Идеологи блока «Отечество-Вся Россия» считали, что победа уже у них в кармане. Поэтому программа блока на выборах 1999 года больше похожа на правительственный план с расчетом, по меньшей мере, на пятилетку. Обещаний было множество. Их, возможно, начали бы хоть в какой-то части исполнять, если бы Лужков пришел к власти. Но фракция «Отечества» в Госдуме и не думала следовать своим обещаниям. Избирателям было предложено за сотню законов, которые должны были быть разработаны и проведены «Отечеством» и «Всей Россией» в парламенте. Но, пропустив вперед «Единство», лужковцы умыли руки и стали искать кремлевского покровительства. Поэтому Лужков и его идеолог Владиславлев начали подстраиваться под «Единство» и заявили об отречении как от либерализма, так и от коммунизма. Общей для двух партий чиновников стала абстрактная идея «сильной власти» — закамуфлированная декларация о пренебрежении законом в пользу бюрократической целесообразности.

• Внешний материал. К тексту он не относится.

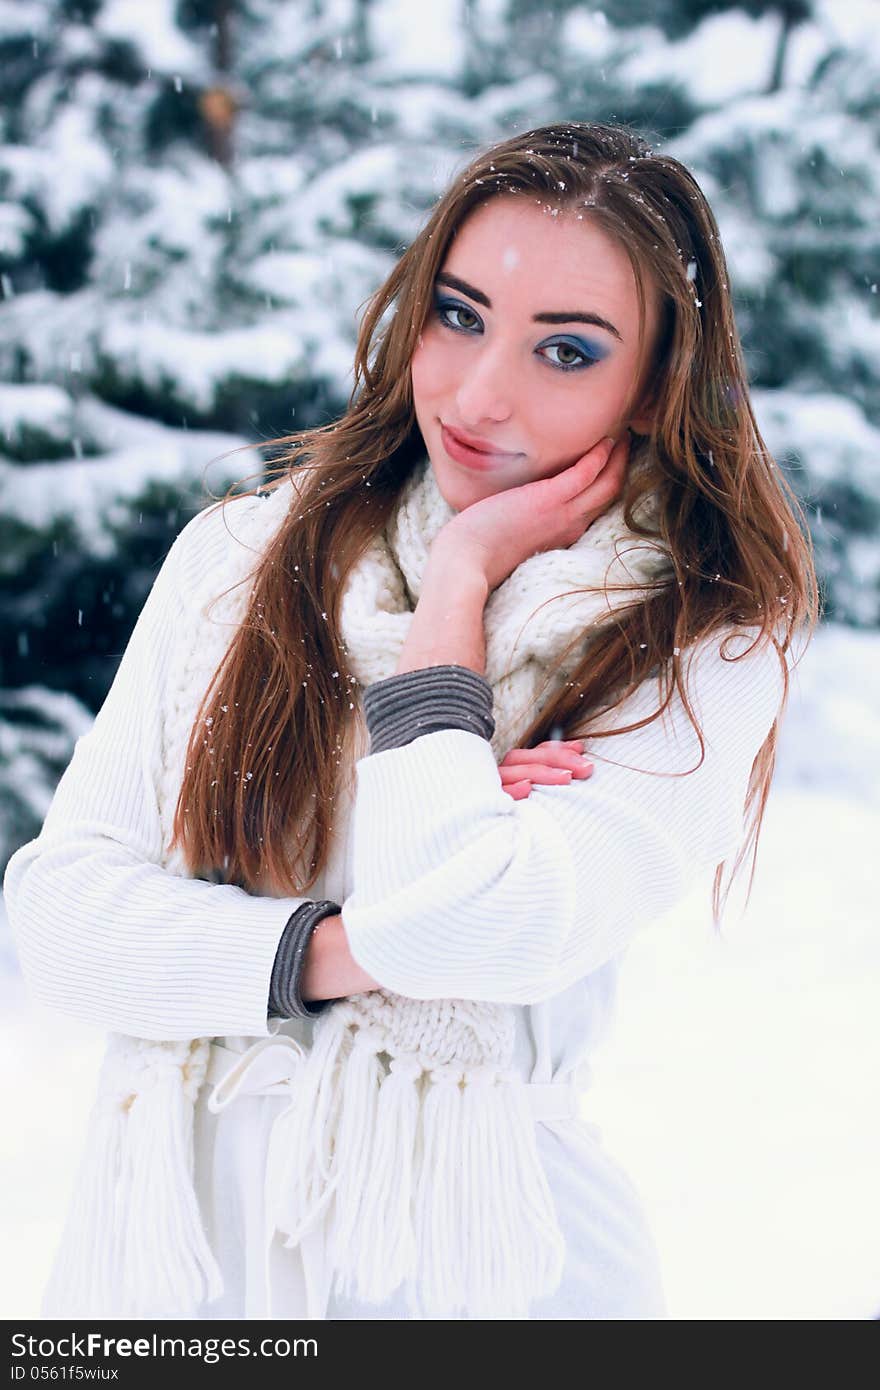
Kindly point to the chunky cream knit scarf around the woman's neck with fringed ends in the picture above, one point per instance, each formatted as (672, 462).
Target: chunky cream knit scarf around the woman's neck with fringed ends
(409, 1136)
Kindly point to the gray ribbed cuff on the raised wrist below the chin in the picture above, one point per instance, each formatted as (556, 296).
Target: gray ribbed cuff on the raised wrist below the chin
(402, 708)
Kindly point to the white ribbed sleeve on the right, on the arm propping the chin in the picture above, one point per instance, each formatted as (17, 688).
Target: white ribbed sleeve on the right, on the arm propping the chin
(459, 892)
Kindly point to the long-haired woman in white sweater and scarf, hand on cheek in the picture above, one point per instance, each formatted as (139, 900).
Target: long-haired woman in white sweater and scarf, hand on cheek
(352, 999)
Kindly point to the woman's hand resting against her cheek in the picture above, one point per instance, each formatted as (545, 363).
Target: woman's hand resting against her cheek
(498, 533)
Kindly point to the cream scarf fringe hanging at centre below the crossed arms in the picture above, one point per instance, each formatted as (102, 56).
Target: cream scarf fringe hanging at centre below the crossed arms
(434, 1179)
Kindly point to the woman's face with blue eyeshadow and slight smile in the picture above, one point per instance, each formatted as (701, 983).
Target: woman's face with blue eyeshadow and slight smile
(532, 348)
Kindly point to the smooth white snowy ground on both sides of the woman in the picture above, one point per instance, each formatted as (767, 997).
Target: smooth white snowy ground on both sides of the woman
(740, 1085)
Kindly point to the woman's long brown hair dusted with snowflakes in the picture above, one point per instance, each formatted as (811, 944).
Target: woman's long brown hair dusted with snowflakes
(738, 537)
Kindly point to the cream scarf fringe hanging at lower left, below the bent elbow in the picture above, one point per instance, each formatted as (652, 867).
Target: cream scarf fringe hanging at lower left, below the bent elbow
(134, 1245)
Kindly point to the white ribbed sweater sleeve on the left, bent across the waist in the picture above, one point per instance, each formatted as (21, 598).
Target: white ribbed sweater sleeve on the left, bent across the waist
(104, 932)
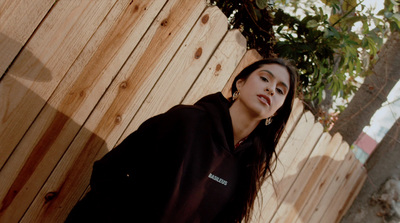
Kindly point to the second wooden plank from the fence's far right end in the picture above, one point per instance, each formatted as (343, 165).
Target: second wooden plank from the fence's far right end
(341, 175)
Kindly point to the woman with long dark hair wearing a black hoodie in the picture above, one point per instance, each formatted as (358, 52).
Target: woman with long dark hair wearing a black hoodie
(199, 163)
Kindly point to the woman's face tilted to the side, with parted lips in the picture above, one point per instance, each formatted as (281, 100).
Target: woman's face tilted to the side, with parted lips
(264, 91)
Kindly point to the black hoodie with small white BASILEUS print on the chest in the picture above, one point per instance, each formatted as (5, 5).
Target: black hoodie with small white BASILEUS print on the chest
(180, 166)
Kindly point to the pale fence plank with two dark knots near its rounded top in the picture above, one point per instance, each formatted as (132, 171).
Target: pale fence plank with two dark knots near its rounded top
(186, 65)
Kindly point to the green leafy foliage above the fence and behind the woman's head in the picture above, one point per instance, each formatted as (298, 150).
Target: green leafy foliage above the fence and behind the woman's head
(330, 53)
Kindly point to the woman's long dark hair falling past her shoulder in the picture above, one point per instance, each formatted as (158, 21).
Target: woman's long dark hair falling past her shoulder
(262, 160)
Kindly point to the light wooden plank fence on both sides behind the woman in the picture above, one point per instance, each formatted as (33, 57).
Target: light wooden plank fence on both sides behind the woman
(78, 76)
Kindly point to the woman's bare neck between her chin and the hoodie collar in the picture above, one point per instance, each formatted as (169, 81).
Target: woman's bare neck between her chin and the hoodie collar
(242, 122)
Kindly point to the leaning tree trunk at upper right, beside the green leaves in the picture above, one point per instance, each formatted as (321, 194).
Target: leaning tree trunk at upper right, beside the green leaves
(372, 93)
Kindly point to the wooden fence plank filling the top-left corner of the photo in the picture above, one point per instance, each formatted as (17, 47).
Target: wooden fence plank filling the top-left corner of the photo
(19, 19)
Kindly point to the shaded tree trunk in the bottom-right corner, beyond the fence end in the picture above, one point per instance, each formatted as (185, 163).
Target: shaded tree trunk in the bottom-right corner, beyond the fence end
(376, 201)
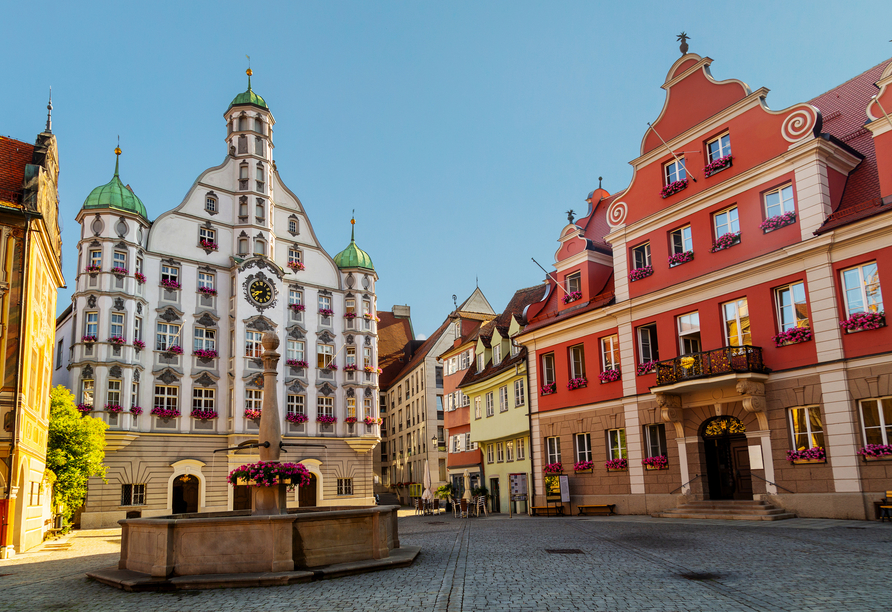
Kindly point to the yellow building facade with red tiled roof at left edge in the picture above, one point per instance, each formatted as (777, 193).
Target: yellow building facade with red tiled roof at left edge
(30, 275)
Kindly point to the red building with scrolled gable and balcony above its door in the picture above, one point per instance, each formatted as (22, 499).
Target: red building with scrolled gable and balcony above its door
(714, 336)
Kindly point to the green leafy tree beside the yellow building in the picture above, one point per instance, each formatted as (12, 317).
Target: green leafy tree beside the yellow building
(75, 450)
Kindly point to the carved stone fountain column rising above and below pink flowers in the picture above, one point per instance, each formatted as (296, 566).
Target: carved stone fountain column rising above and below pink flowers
(270, 500)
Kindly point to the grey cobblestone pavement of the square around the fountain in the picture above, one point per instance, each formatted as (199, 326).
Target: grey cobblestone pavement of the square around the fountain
(498, 564)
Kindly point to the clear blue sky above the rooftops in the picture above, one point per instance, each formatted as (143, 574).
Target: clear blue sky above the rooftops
(459, 131)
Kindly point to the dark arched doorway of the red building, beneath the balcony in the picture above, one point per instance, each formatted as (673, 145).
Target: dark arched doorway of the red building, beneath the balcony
(727, 458)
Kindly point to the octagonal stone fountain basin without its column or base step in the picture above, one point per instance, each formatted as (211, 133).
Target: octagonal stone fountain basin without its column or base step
(234, 543)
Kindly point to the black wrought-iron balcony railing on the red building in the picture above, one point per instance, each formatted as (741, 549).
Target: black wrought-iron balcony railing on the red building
(706, 364)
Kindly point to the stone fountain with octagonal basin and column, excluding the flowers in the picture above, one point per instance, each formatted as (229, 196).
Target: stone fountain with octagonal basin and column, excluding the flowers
(270, 546)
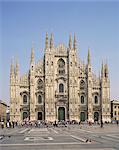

В программной статье Лужкова и Владиславлева говорилось, что новой партии («Единая Россия») нечего заимствовать из нашего недавнего прошлого — коммунизм стал тождественен тоталитаризму, а либерализм проявил себя с антипатриотических и антигосударственных позиций. «Принцип «священной частной собственности» был бездумно противопоставлен ценностям государства, семьи, религии, нации, традиций. Российские либералы объявили войну своему государству, его традициям, национальным ценностям. Патриотизм был для них «прибежищем негодяев» (ЛГ 2001, № 40). Их либерализм «обрел знакомые “большевистские” черты, едва только был пересажен на российскую посткоммунистическую почву». Поэтому идеология новой партии должна была «воспользоваться современными — и применимыми к условиям нашей страны — элементами правой и левой идеологий и соединить их в практической политике». Причем «левые» элементы были должны доминировать: «В нынешних российских условиях, когда десятилетние реформы создали сильный перекос вправо, мы считаем, что первоочередные наши задачи связаны с возрождением силы и могущества Российского государства, с поддержкой отечественной промышленности, с подъемом жизненного уровня большинства народа. Если корабль дал правый крен, следует восстановить его остойчивость».
«Левая» идея в данном случае вообще не несла в себе обычной для европейских “левых” социальной составляющей». «Мы государственники до мозга костей», — сказали лужковцы. При этом «государство — не более чем инструмент, который должен служить народу. И в этом плане опыт российской истории, к которому так любят взывать националисты, ничему хорошему научить, к сожалению, не может». Ничем и никогда они не проявили своего понимания государства как инструмента нации, но против русской традиции всегда были готовы выступить с самой яростной критикой.